Over the summer, cash reserves fell by $49 million, Tower reported.

“When you have a hospital with enormous debt, significant operating losses, and dwindling cash, that is a recipe for disaster,” said Joshua Nemzoff, chief executive of StoneBridge Healthcare LLC, a new health-care investment firm based in New Hope that has made multiple unaccepted bids to buy Tower or parts of it.

“It’s getting better, but it’s still very bad,” said Nemzoff, referring to Tower’s operating loss of $212 million in fiscal year 2022 compared with an operating loss of $244 million in fiscal year 2021.

In emailed comments, Tower highlighted that smaller operating loss in its fiscal 2022 audited financial statement, also released Tuesday.

“Every health system in the country has been adversely impacted by the national shortage of frontline caregivers, inflationary pressure that has driven up costs, and a downturn in investment portfolios. We are already moving with increased urgency to implement our financial turnaround,” Tower said.

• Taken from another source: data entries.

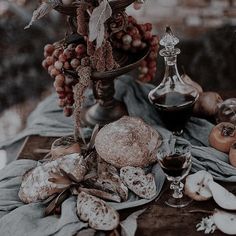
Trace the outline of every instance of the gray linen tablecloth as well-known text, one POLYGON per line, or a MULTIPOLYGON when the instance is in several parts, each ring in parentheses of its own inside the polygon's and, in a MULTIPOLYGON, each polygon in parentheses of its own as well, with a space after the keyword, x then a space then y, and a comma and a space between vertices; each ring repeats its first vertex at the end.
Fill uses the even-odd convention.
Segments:
MULTIPOLYGON (((162 137, 172 138, 172 133, 163 128, 155 108, 148 102, 147 94, 153 88, 149 84, 140 84, 131 77, 123 76, 115 83, 116 98, 123 101, 130 116, 142 118, 146 123, 160 132, 162 137)), ((88 101, 91 96, 88 94, 88 101)), ((27 135, 39 134, 42 136, 62 136, 73 133, 73 120, 66 118, 62 110, 57 107, 56 95, 53 94, 41 102, 30 115, 27 128, 15 138, 0 143, 0 147, 14 148, 19 146, 20 140, 27 135), (10 146, 9 146, 10 145, 10 146)), ((216 180, 236 182, 236 168, 228 163, 228 156, 209 147, 208 135, 213 125, 206 120, 191 118, 186 125, 183 138, 192 145, 192 171, 207 170, 216 180)), ((85 136, 91 130, 84 129, 85 136)), ((10 159, 13 160, 12 156, 10 159)), ((75 197, 67 199, 62 205, 60 217, 44 217, 43 203, 24 205, 18 198, 18 191, 22 175, 35 167, 37 162, 32 160, 13 161, 0 171, 0 236, 70 236, 79 230, 87 228, 87 224, 80 222, 76 216, 75 197)), ((159 194, 164 175, 156 164, 152 172, 157 183, 159 194)), ((147 203, 147 200, 130 195, 129 201, 122 204, 112 204, 116 209, 124 209, 147 203)))

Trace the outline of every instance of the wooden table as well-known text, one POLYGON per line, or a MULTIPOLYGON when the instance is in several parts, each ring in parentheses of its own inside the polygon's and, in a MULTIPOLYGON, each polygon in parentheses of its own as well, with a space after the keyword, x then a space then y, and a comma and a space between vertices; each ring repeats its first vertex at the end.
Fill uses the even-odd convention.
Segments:
MULTIPOLYGON (((33 159, 40 160, 45 153, 40 153, 42 149, 49 149, 56 137, 40 137, 29 136, 20 150, 18 159, 33 159)), ((221 183, 228 190, 236 194, 235 183, 221 183)), ((193 201, 185 208, 171 208, 164 204, 166 198, 166 189, 168 184, 165 183, 161 191, 159 199, 141 207, 121 211, 121 218, 125 218, 138 209, 147 208, 147 210, 138 218, 138 230, 136 235, 142 236, 197 236, 203 235, 202 232, 196 231, 196 224, 199 223, 202 217, 209 214, 190 213, 191 210, 214 210, 218 206, 211 199, 205 202, 193 201)), ((219 207, 218 207, 219 208, 219 207)), ((214 235, 225 235, 220 231, 215 231, 214 235)))

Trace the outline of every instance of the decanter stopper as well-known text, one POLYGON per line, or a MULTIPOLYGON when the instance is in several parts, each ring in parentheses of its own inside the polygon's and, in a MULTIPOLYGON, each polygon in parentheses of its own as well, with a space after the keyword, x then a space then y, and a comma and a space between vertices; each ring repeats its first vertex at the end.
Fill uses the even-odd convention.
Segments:
POLYGON ((160 55, 163 57, 176 56, 180 53, 179 48, 175 48, 175 45, 179 43, 179 39, 172 33, 169 26, 166 27, 166 32, 160 40, 160 45, 165 47, 160 50, 160 55))

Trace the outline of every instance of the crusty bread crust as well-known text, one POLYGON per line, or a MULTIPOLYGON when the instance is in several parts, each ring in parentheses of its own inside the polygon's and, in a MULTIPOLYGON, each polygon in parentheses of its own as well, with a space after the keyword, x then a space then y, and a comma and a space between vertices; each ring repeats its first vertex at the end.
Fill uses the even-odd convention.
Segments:
POLYGON ((87 172, 85 162, 79 154, 70 154, 54 161, 45 162, 26 172, 23 176, 19 198, 25 203, 45 200, 54 193, 61 192, 68 183, 53 183, 50 178, 62 175, 61 170, 72 175, 78 182, 87 172))
POLYGON ((104 126, 95 139, 99 156, 117 168, 153 164, 160 145, 156 130, 140 118, 128 116, 104 126))

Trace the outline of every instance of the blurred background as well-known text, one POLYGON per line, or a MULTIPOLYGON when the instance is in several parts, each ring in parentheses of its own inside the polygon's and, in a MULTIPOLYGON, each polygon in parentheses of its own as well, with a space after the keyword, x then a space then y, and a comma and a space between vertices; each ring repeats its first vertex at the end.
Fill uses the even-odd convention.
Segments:
MULTIPOLYGON (((43 47, 61 39, 67 23, 53 11, 24 30, 38 4, 0 0, 0 141, 20 132, 29 113, 53 91, 53 80, 41 66, 43 47)), ((184 67, 204 90, 236 97, 236 0, 147 0, 141 10, 130 7, 128 13, 153 23, 159 36, 170 25, 181 40, 180 71, 184 67)), ((154 83, 160 82, 163 67, 158 57, 154 83)))

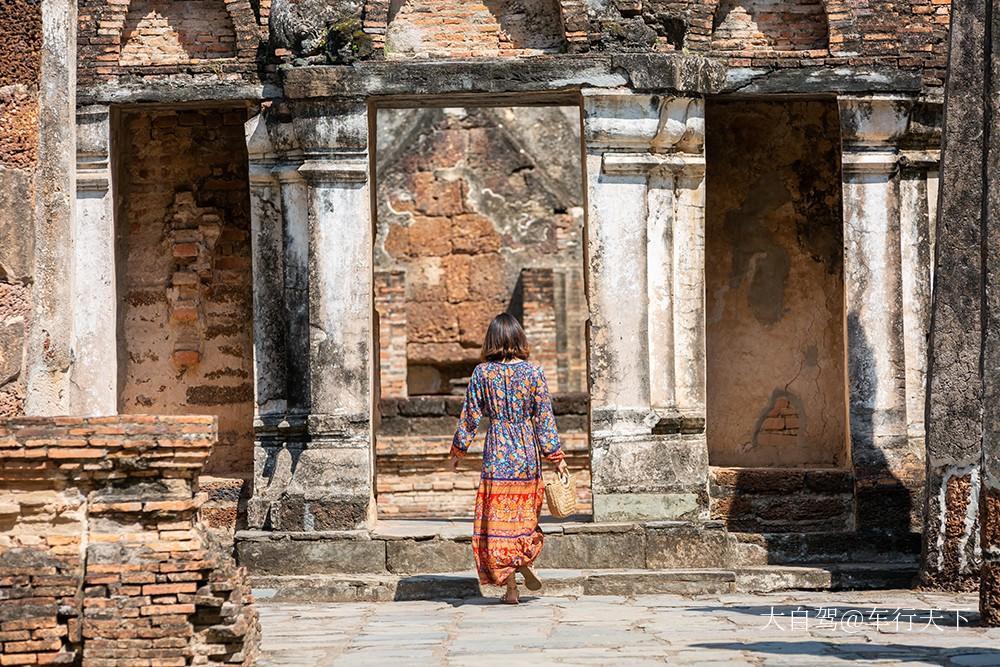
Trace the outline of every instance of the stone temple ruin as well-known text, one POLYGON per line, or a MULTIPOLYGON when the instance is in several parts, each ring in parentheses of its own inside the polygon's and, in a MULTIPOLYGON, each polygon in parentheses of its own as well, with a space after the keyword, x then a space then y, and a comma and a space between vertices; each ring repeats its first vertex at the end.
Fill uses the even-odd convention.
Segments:
POLYGON ((909 583, 926 529, 977 576, 924 436, 947 1, 7 6, 0 416, 216 416, 259 581, 468 566, 386 520, 468 513, 500 310, 585 481, 545 566, 909 583))

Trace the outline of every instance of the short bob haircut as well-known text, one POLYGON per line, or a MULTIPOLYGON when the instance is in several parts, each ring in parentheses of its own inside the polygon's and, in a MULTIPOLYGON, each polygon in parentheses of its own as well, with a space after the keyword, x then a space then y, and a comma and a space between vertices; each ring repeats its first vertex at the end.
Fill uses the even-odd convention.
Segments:
POLYGON ((527 359, 530 353, 528 337, 516 317, 500 313, 493 318, 483 340, 483 361, 527 359))

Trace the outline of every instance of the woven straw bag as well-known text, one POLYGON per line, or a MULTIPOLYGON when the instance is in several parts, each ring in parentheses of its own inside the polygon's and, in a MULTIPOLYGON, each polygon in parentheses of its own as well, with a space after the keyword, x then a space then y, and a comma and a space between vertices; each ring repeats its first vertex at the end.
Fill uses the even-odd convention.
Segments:
POLYGON ((545 502, 549 514, 562 519, 576 512, 576 480, 566 473, 556 475, 555 481, 545 483, 545 502))
MULTIPOLYGON (((535 440, 535 456, 538 460, 538 472, 542 472, 542 448, 535 440)), ((545 504, 549 506, 549 514, 557 519, 564 519, 576 512, 576 479, 568 472, 565 475, 556 474, 554 482, 545 482, 545 504)))

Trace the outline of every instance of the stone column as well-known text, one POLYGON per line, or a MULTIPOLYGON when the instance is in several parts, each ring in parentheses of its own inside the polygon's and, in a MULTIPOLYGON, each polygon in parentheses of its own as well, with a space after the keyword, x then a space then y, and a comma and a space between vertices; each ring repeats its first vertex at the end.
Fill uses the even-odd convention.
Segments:
POLYGON ((375 351, 367 108, 344 100, 298 103, 290 123, 271 122, 265 113, 250 137, 251 149, 263 147, 253 155, 275 156, 257 158, 262 173, 252 177, 260 218, 254 256, 262 262, 255 274, 267 269, 255 319, 274 323, 258 323, 256 332, 279 331, 285 339, 257 342, 269 354, 258 366, 284 368, 266 381, 268 411, 266 401, 258 403, 249 522, 292 531, 369 526, 375 351), (270 175, 263 173, 268 164, 270 175), (271 259, 261 257, 272 250, 271 259))
POLYGON ((897 147, 909 108, 909 100, 897 97, 840 99, 850 437, 860 530, 908 532, 919 516, 922 457, 907 432, 897 147))
POLYGON ((584 96, 596 520, 707 518, 704 103, 584 96))
POLYGON ((909 451, 924 454, 927 409, 927 332, 930 330, 937 150, 902 152, 899 237, 902 261, 903 341, 906 359, 906 437, 909 451))
POLYGON ((73 356, 70 412, 118 413, 118 290, 111 111, 76 113, 76 218, 73 233, 73 356))
POLYGON ((276 154, 263 114, 247 121, 250 234, 253 253, 254 390, 258 420, 282 419, 286 378, 284 214, 276 154))
POLYGON ((76 4, 42 0, 34 285, 27 340, 30 415, 71 409, 73 215, 76 167, 76 4))

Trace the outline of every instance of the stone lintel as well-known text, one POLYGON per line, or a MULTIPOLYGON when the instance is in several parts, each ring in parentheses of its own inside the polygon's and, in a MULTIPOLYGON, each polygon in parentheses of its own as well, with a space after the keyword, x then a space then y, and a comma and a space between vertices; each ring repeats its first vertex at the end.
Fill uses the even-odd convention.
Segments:
POLYGON ((919 69, 879 66, 811 66, 782 69, 730 67, 717 91, 726 95, 918 94, 919 69))
POLYGON ((80 86, 81 104, 192 104, 247 106, 262 99, 281 97, 281 89, 271 84, 249 81, 205 83, 192 77, 174 75, 170 80, 145 79, 136 83, 102 83, 80 86))
POLYGON ((580 90, 620 87, 704 94, 721 88, 724 79, 718 61, 682 54, 373 61, 282 70, 289 99, 356 95, 389 106, 413 100, 444 106, 573 104, 580 90))

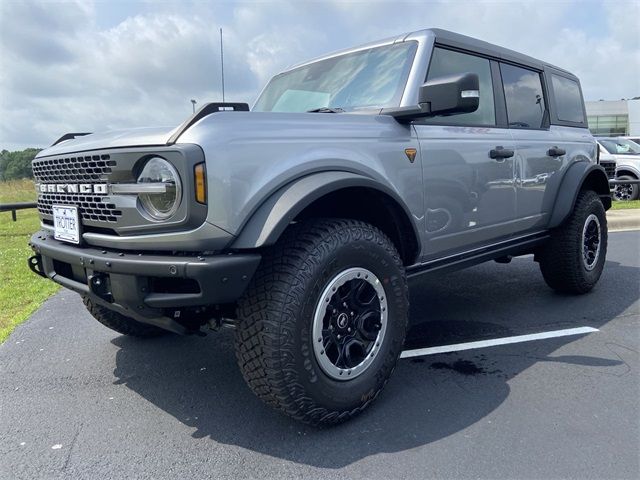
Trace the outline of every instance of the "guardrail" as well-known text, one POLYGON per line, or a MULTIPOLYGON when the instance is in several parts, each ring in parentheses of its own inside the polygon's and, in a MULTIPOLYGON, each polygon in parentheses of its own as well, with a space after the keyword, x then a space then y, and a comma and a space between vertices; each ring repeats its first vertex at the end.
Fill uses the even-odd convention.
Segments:
POLYGON ((26 208, 37 208, 36 202, 0 203, 0 212, 11 212, 11 220, 17 220, 16 212, 26 208))

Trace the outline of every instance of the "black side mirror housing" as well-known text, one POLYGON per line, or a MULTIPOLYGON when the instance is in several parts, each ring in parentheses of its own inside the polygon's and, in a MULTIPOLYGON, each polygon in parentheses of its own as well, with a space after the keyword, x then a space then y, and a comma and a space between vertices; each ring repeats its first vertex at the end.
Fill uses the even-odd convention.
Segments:
POLYGON ((463 73, 429 80, 420 87, 418 103, 429 104, 431 115, 475 112, 480 103, 478 75, 463 73))
POLYGON ((480 104, 480 80, 475 73, 438 77, 426 82, 418 92, 415 107, 385 108, 401 123, 435 115, 455 115, 475 112, 480 104))

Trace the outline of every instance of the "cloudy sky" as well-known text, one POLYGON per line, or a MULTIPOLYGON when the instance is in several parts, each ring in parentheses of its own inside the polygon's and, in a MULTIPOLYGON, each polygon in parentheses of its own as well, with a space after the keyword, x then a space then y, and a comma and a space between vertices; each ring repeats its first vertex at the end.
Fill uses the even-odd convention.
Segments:
POLYGON ((221 99, 253 103, 293 63, 426 27, 577 74, 587 100, 640 95, 640 0, 0 0, 0 149, 70 131, 177 125, 221 99))

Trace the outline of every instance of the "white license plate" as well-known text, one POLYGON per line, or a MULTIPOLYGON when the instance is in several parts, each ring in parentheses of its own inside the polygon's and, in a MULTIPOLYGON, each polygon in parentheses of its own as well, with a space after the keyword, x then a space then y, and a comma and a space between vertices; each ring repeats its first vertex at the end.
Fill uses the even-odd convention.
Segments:
POLYGON ((53 205, 53 236, 56 240, 80 243, 78 207, 53 205))

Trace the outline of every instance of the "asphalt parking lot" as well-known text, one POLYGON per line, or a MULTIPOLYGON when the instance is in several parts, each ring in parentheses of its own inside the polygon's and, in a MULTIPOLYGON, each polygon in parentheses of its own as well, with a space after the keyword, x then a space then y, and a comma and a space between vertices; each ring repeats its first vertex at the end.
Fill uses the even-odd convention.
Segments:
POLYGON ((231 331, 139 341, 69 291, 0 346, 1 478, 639 478, 640 232, 597 288, 531 258, 412 284, 407 348, 598 332, 400 361, 377 403, 316 429, 244 385, 231 331))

The financial cleanup included a new $113.6 million charge to recognize that certain assets are no longer worth what they cost Tower. That brings total write-downs over the last three years to $508 million, which is more than the $498 million total Tower paid for five Community Health Systems Inc. hospitals in 2017, 19 urgent-care centers in 2018, and its share of St. Christopher’s Hospital for Children in 2019.

Tower closed two of the hospitals it bought from Community Health Systems, Brandywine and Jennersville. At Tower’s remaining hospitals in Reading, Phoenixville, Pottstown, and Philadelphia — where Tower owns Chestnut Hill Hospital and St. Christopher’s Hospital for Children in a joint venture with Drexel University — business fell significantly.

» READ MORE: Tower Health discloses price for Chestnut Hill Hospital, agrees to report more to bondholders

Admissions fell 3.5%. Emergency-room visits that led to a hospital admission fell 3.7%. Other ER visits fell 5.9%, inpatient surgeries fell 7.9%, and outpatient surgeries fell 1.1%, Tower reported.

On the plus side for Tower, bondholders recently approved the sale of Chestnut Hill Hospital to a consortium led by Temple University Health System, and the Pennsylvania Office of Attorney General, which had to review the sale of nonprofit health-care assets, said it had no objection to the sale.

The final hurdle for the sale is approval by Orphans’ Court in Philadelphia.